State promotes renewable energy at all costs

June 15, 2012

By Joseph Perkins

The California Public Utilities Commission routinely rubber stamps renewable energy projects without discussion. But that was not the case this past Thursday, when Commissioner Michael Florio objected to a solar project that came before the state agency.

It was part of a deal between San Diego Gas & Electric and Sol Orchard, a Carmel company, to buy 50 megawatts of locally produced solar power from 21 individual ground-mounted photovoltaic plants — solar orchids rather than trees — in San Diego County.

The cost of the project, which ultimately will be passed along to the utility’s ratepayers, was 40 percent higher than other such deals the CPUC considered during its meeting. “An expensive and dubious project such as this one simply does not merit our approval,” Florio argued.

Florio’s fellow commissioners ultimately overruled him.

They approved the SDG&E deal with Sol Orchard for 50 overpriced megawatts along with another SDG&E deal to buy 200 megawatts from Mount Signal I Solar Farm in Calexico and a deal by Southern California Edison to buy 250 megawatts of solar power from a McCoy Solar development in Riverside County.

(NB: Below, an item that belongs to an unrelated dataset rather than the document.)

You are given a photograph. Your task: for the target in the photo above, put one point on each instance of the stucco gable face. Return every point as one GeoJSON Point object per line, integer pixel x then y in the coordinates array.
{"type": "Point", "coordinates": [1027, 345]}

The CPUC’s motivation to approve even the most questionable solar projects is attributable to a state mandate, the so-called Renewable Portfolio Standard, requiring SDG&E, Southern California Edison and Pacific Gas & Electric to generate a third of their electricity from renewable sources such as solar, wind and geothermal by 2020.

If the RPS mandate wasn’t ambitious enough, Gov. Jerry Brown made it even more so with his Clean Energy Jobs Plan. 

Toward the goal of adding 20,000 megawatts of renewable energy capacity over the next eight years, the plan calls for 8,000 megawatts of utility-scale generation of solar, wind and geothermal, as well as 12,000 megawatts of localized generation close to consumer loads and transmission and distribution lines.

Considering that renewable energy sources account for less than 15 percent of in-state electricity generation, according to the California Energy Commission, it seems highly doubtful the big three utilities will meet the 2020 RPS mandate, much less the governor’s unrealistic goal for local generation of renewable energy.

The problem is that the state’s target for renewable energy generation is far ahead of the market for such energy. In fact, private R&D funding for renewable energy is $1 billion less than it was 10 years ago, according to the state energy commission.

That’s because, for all the promise of renewable energy, the price of electricity generated by solar, wind, geothermal and other renewable sources remains higher than the price of electricity generated by natural gas and nuclear power, which, between them, continue to generate 70 percent of the Golden State’s electricity.

That’s why lawmakers have mandated an artificial share of the state’s electricity market to renewable energy. That also is why the state government continues to directly and indirectly subsidize renewable energy.